Gelişen otomobil teknolojileri sayesinde şimdiden hem enerji verimliliğinde önemli bir artış sağlandı, hem de ulaşım sektörünün emisyonları azaltıldı. Ne yazık ki, tüm bu olumlu gelişmeler küresel ısınmanın 2 derece ile sınırlı kalması hedefine ulaşmamız için yeterli değil.
Küresel ısınmanın olumsuz sonuçlarını azaltabilmek için ulaşım sektörünün büyük bir değişimden geçmesi gerekiyor. Bunun için seyahat sayılarını azaltmak, kişisel otomobil dışındaki ulaşım türlerini yaygınlaştırmak ve motorlu araç teknolojilerini daha verimli hala getirmek gerekiyor. Bunlar gerçekleştirilebilirse şehirlerdeki hayat kalitesi de artabilir: trafik kazaları azalır, fiziksel hareketlilik artar, hava kalitesi iyileşir, ulaşım seçenekleri çoğalır. Bunun yanı sıra yakıt, yol altyapısı ve otomobil giderlerini azaltmak ekonomik açıdan da olumlu etkiler yaratır.
Şu anda ilk yazısını okumakta olduğunuz bu blog serisinde, ulaşım sektöründeki olumlu gelişmelere ve en iyi uygulama örneklerine yer vermeyi planlıyoruz.
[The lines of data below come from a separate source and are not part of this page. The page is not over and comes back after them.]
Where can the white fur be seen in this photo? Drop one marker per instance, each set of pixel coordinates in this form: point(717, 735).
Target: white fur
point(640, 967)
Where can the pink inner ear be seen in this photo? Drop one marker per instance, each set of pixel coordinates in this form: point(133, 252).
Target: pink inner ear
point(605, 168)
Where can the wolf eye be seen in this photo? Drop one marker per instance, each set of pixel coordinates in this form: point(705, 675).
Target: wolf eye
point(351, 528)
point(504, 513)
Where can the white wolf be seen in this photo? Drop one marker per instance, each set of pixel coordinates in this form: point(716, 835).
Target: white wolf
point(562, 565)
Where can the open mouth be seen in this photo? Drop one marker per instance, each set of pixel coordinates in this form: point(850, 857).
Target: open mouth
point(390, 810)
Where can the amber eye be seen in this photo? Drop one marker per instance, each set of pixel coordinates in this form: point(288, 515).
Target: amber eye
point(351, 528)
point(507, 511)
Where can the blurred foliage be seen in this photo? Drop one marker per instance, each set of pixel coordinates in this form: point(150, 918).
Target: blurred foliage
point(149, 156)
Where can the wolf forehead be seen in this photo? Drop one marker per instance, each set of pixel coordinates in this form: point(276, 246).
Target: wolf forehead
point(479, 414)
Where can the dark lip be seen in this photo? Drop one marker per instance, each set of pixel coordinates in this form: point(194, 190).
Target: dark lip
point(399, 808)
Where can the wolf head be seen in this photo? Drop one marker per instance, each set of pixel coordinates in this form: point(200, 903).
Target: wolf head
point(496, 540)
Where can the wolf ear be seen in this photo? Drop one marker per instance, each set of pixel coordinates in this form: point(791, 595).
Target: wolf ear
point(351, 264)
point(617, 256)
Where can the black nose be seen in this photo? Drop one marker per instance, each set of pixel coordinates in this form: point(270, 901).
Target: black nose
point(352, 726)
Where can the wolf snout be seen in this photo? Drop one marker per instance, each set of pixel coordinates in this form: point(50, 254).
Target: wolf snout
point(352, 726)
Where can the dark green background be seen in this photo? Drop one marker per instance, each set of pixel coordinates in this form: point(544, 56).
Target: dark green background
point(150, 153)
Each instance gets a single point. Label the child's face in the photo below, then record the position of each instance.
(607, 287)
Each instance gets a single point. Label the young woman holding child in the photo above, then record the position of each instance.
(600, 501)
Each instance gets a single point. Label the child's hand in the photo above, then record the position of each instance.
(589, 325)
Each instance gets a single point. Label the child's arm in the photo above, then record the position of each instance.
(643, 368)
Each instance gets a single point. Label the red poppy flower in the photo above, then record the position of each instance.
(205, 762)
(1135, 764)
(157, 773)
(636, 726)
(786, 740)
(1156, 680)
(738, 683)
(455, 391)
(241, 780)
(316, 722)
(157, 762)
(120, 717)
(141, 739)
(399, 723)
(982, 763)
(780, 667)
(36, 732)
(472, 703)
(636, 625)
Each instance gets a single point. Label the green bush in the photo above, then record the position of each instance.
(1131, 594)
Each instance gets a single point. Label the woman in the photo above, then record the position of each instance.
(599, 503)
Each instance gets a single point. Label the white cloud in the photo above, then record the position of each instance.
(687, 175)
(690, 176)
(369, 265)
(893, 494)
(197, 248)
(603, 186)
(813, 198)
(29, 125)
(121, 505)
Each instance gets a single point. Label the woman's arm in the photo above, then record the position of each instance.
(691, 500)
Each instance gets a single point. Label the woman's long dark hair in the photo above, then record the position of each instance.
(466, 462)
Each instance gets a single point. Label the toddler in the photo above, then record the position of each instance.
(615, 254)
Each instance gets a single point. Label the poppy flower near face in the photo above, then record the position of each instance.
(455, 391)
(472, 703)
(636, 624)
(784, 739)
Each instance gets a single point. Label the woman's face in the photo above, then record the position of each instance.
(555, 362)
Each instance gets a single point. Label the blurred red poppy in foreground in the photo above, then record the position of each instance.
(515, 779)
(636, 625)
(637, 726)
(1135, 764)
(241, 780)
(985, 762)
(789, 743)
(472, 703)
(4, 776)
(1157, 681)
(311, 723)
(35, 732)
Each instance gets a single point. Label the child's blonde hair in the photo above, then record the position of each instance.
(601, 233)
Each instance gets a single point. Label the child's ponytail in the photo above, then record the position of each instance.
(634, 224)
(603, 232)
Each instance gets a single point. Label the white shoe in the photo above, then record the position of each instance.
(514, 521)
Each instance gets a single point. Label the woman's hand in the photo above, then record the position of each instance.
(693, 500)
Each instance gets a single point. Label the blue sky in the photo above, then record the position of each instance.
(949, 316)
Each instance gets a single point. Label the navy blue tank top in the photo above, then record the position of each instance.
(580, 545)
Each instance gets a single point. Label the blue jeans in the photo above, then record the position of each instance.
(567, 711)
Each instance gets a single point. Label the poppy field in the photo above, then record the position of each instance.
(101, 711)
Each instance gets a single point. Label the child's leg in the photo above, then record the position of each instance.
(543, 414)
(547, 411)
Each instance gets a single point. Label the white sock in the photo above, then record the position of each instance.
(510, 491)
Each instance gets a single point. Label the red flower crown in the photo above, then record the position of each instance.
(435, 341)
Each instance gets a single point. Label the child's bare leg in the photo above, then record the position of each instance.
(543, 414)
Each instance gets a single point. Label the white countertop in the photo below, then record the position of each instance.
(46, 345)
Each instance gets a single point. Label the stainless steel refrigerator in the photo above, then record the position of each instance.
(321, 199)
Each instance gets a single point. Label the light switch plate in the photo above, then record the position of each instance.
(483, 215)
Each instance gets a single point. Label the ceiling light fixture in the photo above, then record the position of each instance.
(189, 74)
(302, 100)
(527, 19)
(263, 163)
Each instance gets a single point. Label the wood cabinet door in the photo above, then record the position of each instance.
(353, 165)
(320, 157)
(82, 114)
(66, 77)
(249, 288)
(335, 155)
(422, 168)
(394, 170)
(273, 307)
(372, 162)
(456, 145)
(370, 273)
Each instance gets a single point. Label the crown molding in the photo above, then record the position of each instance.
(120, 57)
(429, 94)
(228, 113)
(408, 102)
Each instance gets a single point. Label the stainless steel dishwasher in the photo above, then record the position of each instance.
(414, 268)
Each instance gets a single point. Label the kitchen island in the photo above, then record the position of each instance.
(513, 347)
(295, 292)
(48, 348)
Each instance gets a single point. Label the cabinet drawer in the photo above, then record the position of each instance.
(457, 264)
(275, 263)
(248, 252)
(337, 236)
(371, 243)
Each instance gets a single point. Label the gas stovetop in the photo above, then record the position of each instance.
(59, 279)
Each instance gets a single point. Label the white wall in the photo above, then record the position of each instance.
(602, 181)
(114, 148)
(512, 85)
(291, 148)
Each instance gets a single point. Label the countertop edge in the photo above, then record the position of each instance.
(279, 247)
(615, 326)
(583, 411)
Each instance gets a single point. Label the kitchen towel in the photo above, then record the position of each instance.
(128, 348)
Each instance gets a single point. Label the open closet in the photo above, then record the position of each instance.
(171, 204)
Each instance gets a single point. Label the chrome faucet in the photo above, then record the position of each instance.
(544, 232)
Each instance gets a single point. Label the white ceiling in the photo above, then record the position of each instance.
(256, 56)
Kent içi ulaşım anlayışımızı temelden değiştireceğine inandığımız uygulamalardan bahsedeceğiz.
Gelişmiş ve gelişmekte olan ülkelerde ulaşım
Gelişmiş ülkelerin otomobil odaklı büyüme modeline bir alternatif yaratabilmek için gelişmekte olan ülkelerdeki seyahat alışkanlıklarını değiştirmek gerekiyor. Bunu başarabilmek için tüketici tercihlerini ve kültürel alışkanlıkları değiştirmeye yönelik stratejiler geliştirmeli, insanların otomobillerinden vazgeçmelerini sağlamak için kaliteli ve düşük ücretli alternatifler yaratmalıyız.
Bunların yanı sıra, kullanılan araç teknolojileri ve yakıtların da çevreye duyarlı hale gelmesi gerekiyor.
Unutmamalıyız ki, kent içi ulaşım alışkanlıklarımızı değiştirme yolunda bugün atacağımız adımların uzun vadede önemli bir etkisi olacak.